# The Challenge of Translating LaTeX to HTML

#### March 28, 2014

The idea that LaTeX documents, as they have been found in
circulation during the period 1985–2014, could be
translated to a formally structured SGML document type is,
in a certain sense, folly just as it has been folly to
imagine that more than 5% of the HTML documents in
circulation during the period 1995–2014 are formally
correct. Beyond that, the problem in translating LaTeX is
compounded by the fact that the principal LaTeX engine
implements LaTeX, the language, as a macro package under
TeX, which is a Turing-complete programming language. So
far in the development of LaTeX, there has been no reliably
enforced boundary between LaTeX and TeX. In view of all of
this it is remarkable, even astounding, that there has been
any substantial degree of success with any translation project.

That said, because there is such a large legacy of
documents written in LaTeX source, there have been a number
of valiant projects mounted since the late 1990s for the
purpose of attempting to translate LaTeX to HTML. Because
math is an important part of LaTeX, one wants an automated
translation of LaTeX to HTML to include provision for math,
i.e., to generate MathML for math. Even where MathJax will
be used to facilitate web browser rendering of math and even
though MathJax will accept LaTeX-like input (not actual
LaTeX but close), the providers of MathJax have clearly
stated that automated translations should use MathML.

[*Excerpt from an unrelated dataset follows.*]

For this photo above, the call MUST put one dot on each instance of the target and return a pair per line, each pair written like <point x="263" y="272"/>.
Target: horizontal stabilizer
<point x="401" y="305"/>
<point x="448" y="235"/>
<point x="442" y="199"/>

There are two of these translators that I have found
useful when finding myself faced with the task of translating
legacy LaTeX to HTML. In most cases such documents come
from *arXiv*, and I have
gathered some examples from *arXiv* that were handled
by both of these translators.

- LaTeXML
- Tex4ht

No translator that I know of has a success rate that
is sufficient for fully automated translation of arbitrary
LaTeX documents to HTML.

What is true is that a high degree of reliability may
be had by using profiled LaTeX and configuring the translator
to accommodate the profile.

For my documents since the fall of 1998 I have been using
my own project
“Generalized
Extensible LaTeX-Like Markup (GELLMU)”, which, however,
does not attempt to provide translation for LaTeX
documents but rather provides a didactic formalized LaTeX
profile. For more on formally profiled LaTeX see my talk at TUG 2010 on
LaTeX
Profiles.